Posted by arbrealettres sur 3 novembre 2023



   

Illustration: Henri Matisse

    
DUO D’AMOUR FOU (extrait « Epiphanies »)

La scène est au soleil de midi, l’été, entre plaine et forêt.

Le Poète : Le lit des choses est grand ouvert.
Je me suis endormi, pensant que c’était trop beau
et que la terre s’échapperait.
Je craignais tout des ventilations absurdes d’une nuit en colère.
Les matins me fustigeaient.
Je vivais crédulement.
Sourcier infatigable, je cherchais l’Orifice originel,
premier ouvrage par où passer la tête et crier au Soleil.
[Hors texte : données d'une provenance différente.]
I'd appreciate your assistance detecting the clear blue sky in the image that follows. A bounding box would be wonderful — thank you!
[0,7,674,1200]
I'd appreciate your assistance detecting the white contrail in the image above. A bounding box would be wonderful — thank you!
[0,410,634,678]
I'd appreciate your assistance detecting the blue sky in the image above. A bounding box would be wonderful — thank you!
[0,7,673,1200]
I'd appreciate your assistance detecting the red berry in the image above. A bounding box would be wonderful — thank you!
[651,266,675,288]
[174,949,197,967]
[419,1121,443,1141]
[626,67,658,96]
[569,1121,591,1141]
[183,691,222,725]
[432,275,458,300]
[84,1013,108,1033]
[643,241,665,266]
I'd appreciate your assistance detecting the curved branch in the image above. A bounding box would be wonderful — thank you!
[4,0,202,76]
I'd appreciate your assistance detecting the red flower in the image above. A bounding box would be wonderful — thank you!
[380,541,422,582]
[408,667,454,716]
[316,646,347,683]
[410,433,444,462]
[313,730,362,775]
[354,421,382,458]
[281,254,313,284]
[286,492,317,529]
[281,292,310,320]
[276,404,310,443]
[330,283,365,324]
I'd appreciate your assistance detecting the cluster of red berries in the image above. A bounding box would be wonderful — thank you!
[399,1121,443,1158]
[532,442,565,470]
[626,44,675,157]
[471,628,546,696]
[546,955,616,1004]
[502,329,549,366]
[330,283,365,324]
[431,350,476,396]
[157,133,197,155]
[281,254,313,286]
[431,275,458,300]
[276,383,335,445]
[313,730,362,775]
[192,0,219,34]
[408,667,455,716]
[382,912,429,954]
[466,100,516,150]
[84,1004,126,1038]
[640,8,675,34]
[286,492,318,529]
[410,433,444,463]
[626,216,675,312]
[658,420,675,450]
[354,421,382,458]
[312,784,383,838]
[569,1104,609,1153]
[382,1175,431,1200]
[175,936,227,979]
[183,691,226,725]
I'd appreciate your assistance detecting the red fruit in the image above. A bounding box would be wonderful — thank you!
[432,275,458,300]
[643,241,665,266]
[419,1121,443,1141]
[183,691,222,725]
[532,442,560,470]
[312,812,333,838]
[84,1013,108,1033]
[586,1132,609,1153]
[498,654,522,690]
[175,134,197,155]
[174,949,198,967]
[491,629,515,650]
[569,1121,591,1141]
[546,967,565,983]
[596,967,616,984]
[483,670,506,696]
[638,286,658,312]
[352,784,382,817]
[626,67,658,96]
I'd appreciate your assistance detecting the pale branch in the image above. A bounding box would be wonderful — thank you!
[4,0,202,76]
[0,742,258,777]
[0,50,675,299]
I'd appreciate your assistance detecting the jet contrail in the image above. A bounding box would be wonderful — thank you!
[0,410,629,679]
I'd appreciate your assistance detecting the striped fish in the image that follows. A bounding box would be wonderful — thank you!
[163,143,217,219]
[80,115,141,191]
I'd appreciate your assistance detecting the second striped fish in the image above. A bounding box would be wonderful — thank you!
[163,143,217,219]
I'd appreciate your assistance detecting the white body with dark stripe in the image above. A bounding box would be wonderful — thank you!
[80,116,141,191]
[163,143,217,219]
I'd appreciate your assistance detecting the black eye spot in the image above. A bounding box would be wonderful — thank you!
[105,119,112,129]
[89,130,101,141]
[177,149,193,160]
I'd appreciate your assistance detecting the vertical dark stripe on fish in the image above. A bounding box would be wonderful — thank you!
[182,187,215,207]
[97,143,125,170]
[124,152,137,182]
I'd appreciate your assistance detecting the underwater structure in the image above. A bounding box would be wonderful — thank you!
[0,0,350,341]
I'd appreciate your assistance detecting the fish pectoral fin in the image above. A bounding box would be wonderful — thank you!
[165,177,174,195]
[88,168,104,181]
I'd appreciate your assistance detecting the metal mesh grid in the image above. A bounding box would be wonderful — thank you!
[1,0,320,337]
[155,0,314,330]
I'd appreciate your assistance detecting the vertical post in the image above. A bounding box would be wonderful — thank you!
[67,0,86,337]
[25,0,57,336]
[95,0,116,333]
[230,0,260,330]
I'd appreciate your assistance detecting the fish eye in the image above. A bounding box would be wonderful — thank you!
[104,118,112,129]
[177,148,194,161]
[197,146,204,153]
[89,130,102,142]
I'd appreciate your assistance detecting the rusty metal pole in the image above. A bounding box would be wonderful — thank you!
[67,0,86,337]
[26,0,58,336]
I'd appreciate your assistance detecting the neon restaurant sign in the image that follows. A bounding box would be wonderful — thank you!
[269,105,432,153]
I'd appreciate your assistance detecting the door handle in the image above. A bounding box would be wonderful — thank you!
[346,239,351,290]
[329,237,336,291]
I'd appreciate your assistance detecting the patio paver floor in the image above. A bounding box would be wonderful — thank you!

J’ai trouvé ! Je confectionne sur mesure une amoureuse.
Ma femme sera mon paysage sensuel, le diorama de mon âme.
Le monde s’est embelli.
J’aspire littéralement l’avenir.
La clarté du jour m’assiste.
Je grimpe à l’échelle de corde de l’enthousiasme.
O c’est plus que jamais l’heure des diamants érectiles !

Les alentours se métamorphosent.
De coutume le cœur de la biche ne boule pas ainsi, l’eau a moins de charme,
les oiseaux ne tombent pas si verticalement sur le ciel,
l’air n’offre pas sa charpente avec autant de pompe ou de vigueur.
Je vois enfin le plus beau frisson de l’arbre.
Et le silence a trop vite plongé son glaive dans la pierre
pour que je ne devine rien : Tu es là.

L’Amoureuse : Je t’aime.

Le Poète : Je t’ai vue de toutes parts.
Je n’osais décoller tes lèvres du poème.
Il y a tant de choses qui nous invitent
aux festins de la terre.
Toi présente je n’ai plus que ta vérité
pour sauver les mots de leur honte.
Je voudrais pouvoir me taire.
Or pourquoi ai-je toujours une question à poser ?

L’Amoureuse : Dis-moi.

Le Poète : A quoi reconnais-tu que je t’aime ?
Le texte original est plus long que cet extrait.